The implication of which is that your positions are highly correlated, therefore you cannot be as leveraged and make less money on the trend.
This is not happening so much within sectors or themes. Take two examples close to TMM’s heart: the inevitability of Chinese clothing and footwear manufacturers getting squeezed as they cannot move up the quality chain to displace the likes of Nike and the wage pressure they get from a workforce with little slack left. TMM can say this has worked out pretty well and has been nice and low(-ish) volatility. Price performance of the basket:
And Bollinger bands to show how well it has trended:
Similar names would include a basket of large lithium producers / battery separator producers (PPO US, SQM US, FMC US, ROC US) or a basket of Chinese banks or Aussie banks, names associated with cloud computing… you get the drift. The baskets tend to be lower vol and as performance is pretty similar amongst the names, you get a better sharpe. If your mandate allows you to trade sectors and themes without having to slavishly stay market neutral then the pickings have been pretty rich this year though as always you have to go out and pick them.
With that in mind, what do TMM think is going to “work” in equities against what is regarded as a relatively tough longer term macro backdrop of rising input prices and higher funding costs if not in EM then generally? A few things seem to work to TMM:
- Stuff with an inflation linked top line but relatively consistent unit costs. Railroads are one example, gas producers aren’t far off. These are often slow moving changes in margins but they tend to last. Pretty basket friendly, for the most part.

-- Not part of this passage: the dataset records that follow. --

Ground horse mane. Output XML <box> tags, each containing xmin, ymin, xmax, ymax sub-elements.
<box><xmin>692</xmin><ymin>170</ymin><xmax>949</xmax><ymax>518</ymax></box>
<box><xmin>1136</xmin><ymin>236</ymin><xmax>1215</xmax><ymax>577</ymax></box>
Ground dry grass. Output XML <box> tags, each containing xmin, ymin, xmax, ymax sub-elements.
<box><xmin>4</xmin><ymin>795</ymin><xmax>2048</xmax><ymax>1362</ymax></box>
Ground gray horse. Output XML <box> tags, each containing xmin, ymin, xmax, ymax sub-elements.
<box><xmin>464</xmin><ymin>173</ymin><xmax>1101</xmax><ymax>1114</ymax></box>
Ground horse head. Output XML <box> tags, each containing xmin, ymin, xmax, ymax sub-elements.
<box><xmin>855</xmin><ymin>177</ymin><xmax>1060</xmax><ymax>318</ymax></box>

- Picking the winner of a tournament where the winner gets monopoly rents. Who is the next Google / Microsoft? Facebook? Limit long – the incredible performance of Netflix and the fact that Google trades pretty rich despite being close to ex-growth says a lot about what people are willing to pay up for a “big moat”. Consumer brands in EM that establish supply chains and channels quickly would also fit in this bucket. The downside hurts if you lose a tournament though (ask Myspace) so this is definitely a situation where buying a basket of 10 gives you one 10 bagger and lots of disasters. This is single name territory.
- Eat Somebody Else’s Lunch: Find an industry which is going to more or less inevitably replace something else because you can wait. The lithium names’ pricing relative to other mining names reflects this now but is indicative of what the market is willing to pay up for now. This is very basket friendly.
Aside from that, there is plenty to short so long as the data looks this awful. TMM look to earnings season with bated breath.